Coca-Cola’s campaign is designed to directly support this goal. By embedding its product into the ordering experience across multiple brands, the company is not only promoting its own beverages but also helping restaurant partners drive higher ticket sizes. Even a small increase in beverage attachment rates can translate into meaningful revenue gains at scale.
Behind the scenes, Coca-Cola has been actively collaborating with restaurant partners to navigate the current slowdown. During the “value wars” that intensified in 2024, the company worked closely with chains to promote bundled meal deals that included beverages. In some cases, Coca-Cola contributed marketing support to help make low-cost meal offerings—such as $5 combo deals—more appealing to consumers.
The new campaign expands on that strategy by leveraging a broader media mix. Advertisements will debut in movie theaters before rolling out across television, digital platforms, and food delivery apps such as Uber Eats and DoorDash. This multi-channel approach is intended to reach consumers at multiple touchpoints, from entertainment venues to online ordering environments.

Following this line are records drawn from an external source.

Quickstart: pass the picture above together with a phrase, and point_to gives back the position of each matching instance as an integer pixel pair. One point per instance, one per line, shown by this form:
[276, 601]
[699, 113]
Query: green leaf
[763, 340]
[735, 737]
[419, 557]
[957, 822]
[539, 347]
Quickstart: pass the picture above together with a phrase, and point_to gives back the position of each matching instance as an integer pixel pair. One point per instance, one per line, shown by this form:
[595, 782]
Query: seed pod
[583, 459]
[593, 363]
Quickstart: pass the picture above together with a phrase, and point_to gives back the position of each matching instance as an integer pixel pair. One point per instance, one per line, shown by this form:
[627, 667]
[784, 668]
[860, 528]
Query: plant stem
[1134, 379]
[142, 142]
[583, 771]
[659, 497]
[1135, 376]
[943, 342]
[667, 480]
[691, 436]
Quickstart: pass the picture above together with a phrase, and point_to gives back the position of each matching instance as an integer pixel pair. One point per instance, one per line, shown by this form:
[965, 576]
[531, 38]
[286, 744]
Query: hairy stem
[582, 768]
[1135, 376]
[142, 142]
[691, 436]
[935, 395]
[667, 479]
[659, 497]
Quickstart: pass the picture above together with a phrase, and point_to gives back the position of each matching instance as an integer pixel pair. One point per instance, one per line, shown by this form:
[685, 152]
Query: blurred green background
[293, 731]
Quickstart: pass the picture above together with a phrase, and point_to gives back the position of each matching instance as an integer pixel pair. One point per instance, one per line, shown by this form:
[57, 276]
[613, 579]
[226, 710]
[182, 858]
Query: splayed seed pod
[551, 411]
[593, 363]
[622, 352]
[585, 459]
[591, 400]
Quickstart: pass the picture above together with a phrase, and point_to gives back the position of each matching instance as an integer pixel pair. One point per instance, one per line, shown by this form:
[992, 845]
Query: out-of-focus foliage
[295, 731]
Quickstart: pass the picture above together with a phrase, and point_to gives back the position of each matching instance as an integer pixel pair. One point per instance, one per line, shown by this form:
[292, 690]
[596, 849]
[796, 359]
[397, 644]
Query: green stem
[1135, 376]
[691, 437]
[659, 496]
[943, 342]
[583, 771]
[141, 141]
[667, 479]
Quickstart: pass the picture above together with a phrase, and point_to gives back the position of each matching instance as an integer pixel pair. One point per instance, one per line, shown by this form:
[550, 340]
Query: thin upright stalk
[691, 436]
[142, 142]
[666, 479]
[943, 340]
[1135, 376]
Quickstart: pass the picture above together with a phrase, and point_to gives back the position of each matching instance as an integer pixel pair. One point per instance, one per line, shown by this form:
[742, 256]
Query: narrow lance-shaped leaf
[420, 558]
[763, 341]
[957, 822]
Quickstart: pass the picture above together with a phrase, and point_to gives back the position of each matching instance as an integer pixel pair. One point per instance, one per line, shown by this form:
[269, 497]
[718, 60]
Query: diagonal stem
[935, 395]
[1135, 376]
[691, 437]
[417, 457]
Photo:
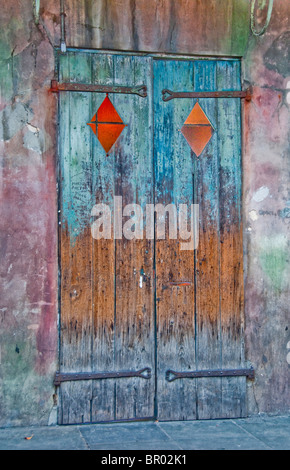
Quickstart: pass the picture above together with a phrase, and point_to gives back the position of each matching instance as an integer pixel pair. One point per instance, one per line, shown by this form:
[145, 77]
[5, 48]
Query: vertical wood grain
[208, 345]
[76, 244]
[174, 304]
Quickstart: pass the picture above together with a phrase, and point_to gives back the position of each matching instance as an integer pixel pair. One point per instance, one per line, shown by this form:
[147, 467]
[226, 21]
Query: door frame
[155, 56]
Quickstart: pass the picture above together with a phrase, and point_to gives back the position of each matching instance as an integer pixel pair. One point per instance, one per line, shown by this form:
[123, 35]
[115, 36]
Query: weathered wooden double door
[133, 309]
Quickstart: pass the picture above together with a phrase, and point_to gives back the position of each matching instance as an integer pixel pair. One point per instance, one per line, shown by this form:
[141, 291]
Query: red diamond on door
[107, 125]
[197, 130]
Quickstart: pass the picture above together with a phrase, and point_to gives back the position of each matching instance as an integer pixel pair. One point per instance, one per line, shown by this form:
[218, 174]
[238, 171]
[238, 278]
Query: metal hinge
[81, 87]
[168, 95]
[73, 377]
[172, 375]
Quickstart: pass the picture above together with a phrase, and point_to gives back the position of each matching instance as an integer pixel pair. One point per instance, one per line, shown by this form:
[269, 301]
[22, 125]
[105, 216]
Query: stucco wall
[28, 188]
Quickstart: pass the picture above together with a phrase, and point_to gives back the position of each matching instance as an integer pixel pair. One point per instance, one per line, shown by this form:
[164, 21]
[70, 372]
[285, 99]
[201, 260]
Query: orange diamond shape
[107, 125]
[197, 130]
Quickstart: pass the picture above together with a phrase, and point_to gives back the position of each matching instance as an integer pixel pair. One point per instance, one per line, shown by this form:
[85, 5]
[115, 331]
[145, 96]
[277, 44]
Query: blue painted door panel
[129, 304]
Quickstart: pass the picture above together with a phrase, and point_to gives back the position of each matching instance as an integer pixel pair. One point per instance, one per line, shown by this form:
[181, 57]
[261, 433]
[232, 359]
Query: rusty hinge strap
[168, 95]
[72, 377]
[172, 375]
[81, 87]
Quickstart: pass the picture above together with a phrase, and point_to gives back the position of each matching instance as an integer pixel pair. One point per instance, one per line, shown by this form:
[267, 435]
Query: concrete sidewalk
[257, 433]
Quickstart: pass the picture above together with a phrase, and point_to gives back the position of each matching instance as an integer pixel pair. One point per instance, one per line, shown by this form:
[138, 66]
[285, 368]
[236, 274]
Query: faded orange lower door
[138, 311]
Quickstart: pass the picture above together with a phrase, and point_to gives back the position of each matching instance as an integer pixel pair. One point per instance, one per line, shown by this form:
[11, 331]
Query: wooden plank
[76, 298]
[103, 256]
[134, 309]
[175, 303]
[231, 255]
[208, 328]
[211, 27]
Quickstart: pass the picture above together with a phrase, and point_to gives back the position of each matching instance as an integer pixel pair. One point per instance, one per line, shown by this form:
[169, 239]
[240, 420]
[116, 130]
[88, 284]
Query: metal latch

Notably, the participating restaurant chains did not pay to be included in the campaign. Instead, Coca-Cola views the initiative as part of its role as a strategic partner rather than just a supplier. The company has long positioned itself as a collaborator that provides marketing insights, consumer data, and promotional support to help its partners grow.
This relationship is critical to Coca-Cola’s business model. While the company does not break out exact figures, executives have indicated that roughly half of its global revenue comes from “away-from-home” channels, which include restaurants, theaters, airlines, and entertainment venues. As a result, the health of the restaurant industry is closely tied to Coca-Cola’s own performance.
Recent financial data reflects this connection. In 2025, Coca-Cola’s North American organic revenue grew by around 4%, but its unit case volume declined by 1%, suggesting that higher prices helped offset weaker demand. For 2026, the company is forecasting modest growth, signaling a cautious outlook amid ongoing economic headwinds.
The campaign also serves as a broader indicator of consumer sentiment. When restaurant traffic declines, it often signals tighter household budgets and reduced discretionary spending. By investing heavily in marketing and partnerships, Coca-Cola is attempting to counteract these trends and stimulate demand across its ecosystem.
Looking ahead, the success of the campaign will depend on whether it can meaningfully influence consumer behavior—encouraging more diners to add beverages to their orders despite tighter budgets. If effective, it could provide a template for future collaborations between beverage companies and restaurant chains in an increasingly competitive and cost-sensitive market.
Ultimately, Coca-Cola’s latest move highlights a key reality: in today’s environment, growth is no longer just about attracting customers—it’s about maximizing the value of every transaction.